“It’s important to know where our students come from, so we can better support them in our schools.” — Asst. Prof. Erin Papa (pictured far left)
The largest number of Guatemalans in Rhode Island live and attend school in Providence and Central Falls.
It’s no wonder then why Erin Papa, RIC assistant professor of world languages education, would tap teachers in these cities to engage in four weeks of professional development in Guatemala.
“The goal,” she says, “was to immerse them in the language, culture, history and educational system. It’s important to know where our students come from, so we can better support them in our schools.”
Funded by a Fulbright-Hays grant, Papa led 14 educators to Central America from June 30 through July 29. Among the participants were three RIC pre-service students and five RIC in-service alumni.
The group first took a two-week course in Spanish, followed by a week-long course in the K'iche' language. Even for alumnus Roberto Vargas Tapia ’20, M.Ed. ’22, whose parents are from Oaxaca, Mexico, and whose first language is Spanish, this course turned out to be a learning experience.
“Originally, I traveled to Guatemala with the goal of learning about the culture,” he says. “I teach third grade MLL students [Multilingual Learners/English Language Learners] in Central Falls, and 80 percent of my students are from Guatemala.
“But one of the first things I learnt in Guatemala is that Spanish is not the same all over the world.
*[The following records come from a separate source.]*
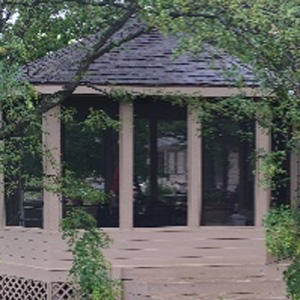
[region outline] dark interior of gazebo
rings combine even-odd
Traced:
[[[118,121],[119,102],[105,96],[77,95],[64,107],[75,113],[73,121],[62,126],[63,169],[105,192],[107,201],[76,202],[64,196],[63,215],[82,206],[99,227],[118,227],[118,130],[83,124],[91,109]],[[186,226],[187,108],[159,97],[142,97],[133,103],[133,113],[134,227]],[[234,122],[224,117],[202,122],[201,225],[254,224],[254,127],[254,121]],[[7,200],[8,225],[42,227],[42,194],[34,197],[30,189],[20,183]],[[273,198],[288,198],[287,190],[283,184]]]

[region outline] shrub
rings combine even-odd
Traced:
[[[300,300],[300,213],[288,206],[273,208],[264,225],[268,252],[278,261],[290,260],[284,271],[287,295]]]

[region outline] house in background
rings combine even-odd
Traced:
[[[128,28],[139,26],[133,20]],[[224,72],[234,67],[244,80],[242,92],[252,101],[258,96],[254,76],[235,58],[213,54],[211,49],[197,57],[174,58],[176,47],[174,37],[163,37],[153,29],[96,59],[74,94],[44,114],[44,145],[56,164],[64,162],[85,178],[95,175],[105,191],[117,184],[111,203],[91,209],[99,226],[120,230],[177,225],[260,227],[271,192],[259,184],[260,175],[254,175],[259,163],[250,154],[255,149],[270,151],[270,135],[255,120],[238,124],[216,116],[211,124],[200,124],[191,107],[172,105],[161,97],[198,95],[201,101],[236,95],[241,90]],[[28,64],[26,76],[41,94],[59,91],[75,74],[84,51],[82,45],[75,45],[52,53]],[[137,100],[113,101],[106,96],[120,89],[135,94]],[[76,108],[78,122],[90,108],[103,110],[120,122],[121,129],[82,133],[79,127],[61,124],[62,106]],[[210,135],[204,134],[207,127],[213,128]],[[241,139],[241,129],[252,134],[250,140]],[[45,158],[44,173],[55,177],[57,170]],[[295,173],[294,167],[291,172]],[[140,189],[138,197],[133,196],[134,186]],[[0,213],[1,299],[23,299],[21,295],[29,292],[36,294],[31,299],[71,299],[65,285],[70,261],[59,232],[67,205],[60,195],[47,190],[39,200],[43,203],[37,217],[39,229],[8,226],[20,205],[7,215],[5,209]],[[5,207],[5,200],[1,201],[0,207]],[[234,215],[242,216],[242,222],[235,222]],[[19,293],[19,298],[5,293]]]

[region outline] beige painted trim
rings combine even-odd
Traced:
[[[133,228],[133,104],[120,103],[119,166],[120,166],[120,229]]]
[[[293,126],[293,131],[296,130],[296,126]],[[299,141],[296,141],[296,146],[292,149],[290,157],[290,204],[292,207],[297,208],[299,206],[299,176],[300,176],[300,153],[299,153]]]
[[[298,153],[291,153],[291,205],[296,206],[298,196]]]
[[[63,85],[35,85],[35,89],[41,94],[53,94],[63,89]],[[261,97],[262,93],[257,88],[234,88],[234,87],[188,87],[188,86],[165,86],[165,87],[141,87],[141,86],[79,86],[73,94],[101,95],[112,91],[122,90],[133,94],[143,95],[185,95],[201,97],[230,97],[244,93],[247,97]]]
[[[2,110],[0,111],[0,127],[2,126]],[[4,142],[0,141],[0,147],[4,147]],[[5,212],[5,195],[4,195],[4,170],[3,161],[0,158],[0,229],[3,229],[6,224],[6,212]]]
[[[202,139],[201,125],[196,112],[188,109],[188,227],[197,228],[201,224],[202,210]]]
[[[291,205],[293,207],[298,207],[299,205],[299,164],[300,155],[298,151],[293,151],[291,153],[291,162],[290,162],[290,169],[291,169]]]
[[[256,151],[264,153],[271,152],[271,134],[263,129],[256,121]],[[255,172],[255,226],[261,227],[263,217],[266,215],[271,204],[271,188],[264,187],[261,184],[262,174],[259,168],[262,161],[258,159],[256,162]]]
[[[56,184],[55,179],[61,175],[61,122],[60,106],[43,114],[43,169],[46,185]],[[47,189],[43,191],[44,229],[57,232],[62,217],[61,195]]]

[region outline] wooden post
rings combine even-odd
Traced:
[[[43,114],[43,169],[46,186],[55,186],[57,176],[61,175],[61,123],[60,106]],[[44,229],[57,232],[62,217],[61,195],[47,190],[43,191]]]
[[[133,105],[120,103],[120,229],[133,228]]]
[[[2,127],[3,113],[0,111],[0,128]],[[3,151],[4,142],[0,141],[0,148]],[[3,229],[6,224],[6,212],[5,212],[5,195],[4,195],[4,170],[3,170],[3,158],[0,158],[0,229]]]
[[[271,134],[259,125],[256,121],[256,151],[267,154],[271,152]],[[261,184],[262,174],[259,169],[262,160],[258,159],[256,162],[255,172],[255,226],[262,226],[262,219],[270,208],[271,202],[271,188],[264,187]]]
[[[197,228],[202,211],[201,125],[195,111],[188,109],[188,227]]]
[[[299,169],[299,153],[292,151],[290,162],[290,188],[291,188],[291,206],[298,207],[298,169]]]
[[[292,135],[294,137],[297,131],[296,126],[293,126]],[[299,176],[300,176],[300,153],[299,153],[299,140],[295,140],[295,146],[291,152],[290,159],[290,204],[294,208],[299,207]]]
[[[151,201],[157,201],[158,197],[158,183],[157,183],[157,173],[158,173],[158,152],[157,152],[157,118],[155,116],[155,107],[152,106],[150,115],[150,197]]]

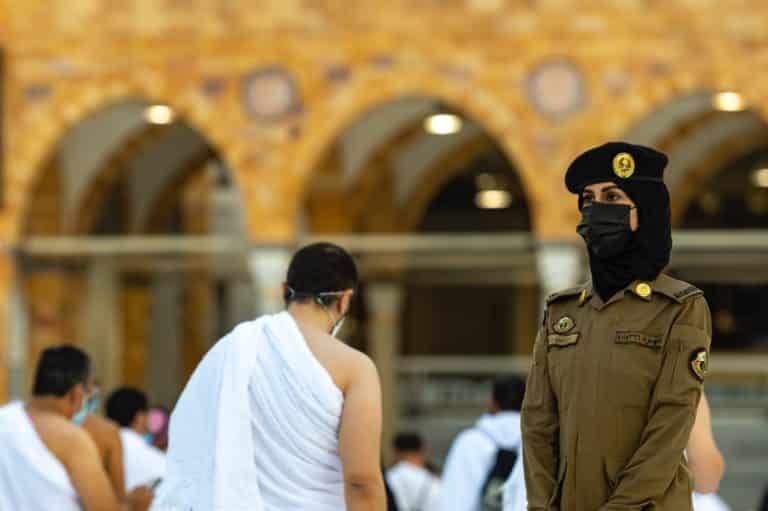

For instance, the word jacket is chumpa in Guatemalan and chamarra in Mexican, while the word blanket is chamarra in Guatemalan and cobija in Mexican.
“I now understand why my third-graders didn’t understand me when I said I ate tamales for dinner. To them, a tamale is far different in Guatemala from a tamale in Mexican culture.”
Vargas Tapia and the other educators went on to visit local schools. They observed classes and had the opportunity to facilitate instruction.
“I was deeply humbled by what I saw,” he says. “I noted that not all Guatemalan children have the opportunity to go to school – especially girls. They’re expected to stay home and learn household duties.
“In the rural areas, the majority of schools don’t have enough teachers and very little school supplies. In one classroom I visited, the teacher had around 30 students. School lasts for only three hours, from 8:30-11:30 a.m. I now understand some of the reasons behind Students with Limited or Interrupted Formal Education and why these students may lack the social, educational and basic academic language components,” he says.
In the fourth week, the group traveled to the Quiché region, where the schools are bilingual – both K'iche' (the region’s first language) and Spanish are spoken in that region.
Larissa Guido Swenson, a grad student who is earning her M.A.T. in world languages education and prek-12 certification to teach Portuguese and Spanish, returned from the trip with a deeper understanding of multilingual learners.
“I’m now able to distinguish between the needs of native speakers, heritage learners and second-language learners in my world languages classroom,” she says. “I’ve also learned that reinforcing self-esteem in the classroom increases motivation and learning. It’s important to recognize and validate the linguistic discourses students bring to the classroom and find ways to use their proficiency as a bridge to language acquisition.”
“As our student demographics change,” Papa says, “it is important that educators have opportunities like this to acquire linguistic and intercultural skills through immersive experiences locally and abroad and to critically self-reflect in a supportive learning community.”
All participants in this program will be disseminating what they learned in a variety of formats.
Papa, along with some of the participants, will present their findings at the Rhode Island Foreign Language Association Conference held at RIC on Saturday, Oct. 14. Other participants will present at the RI-Teachers of English Language Learners Conference at RIC on Saturday, Oct. 28.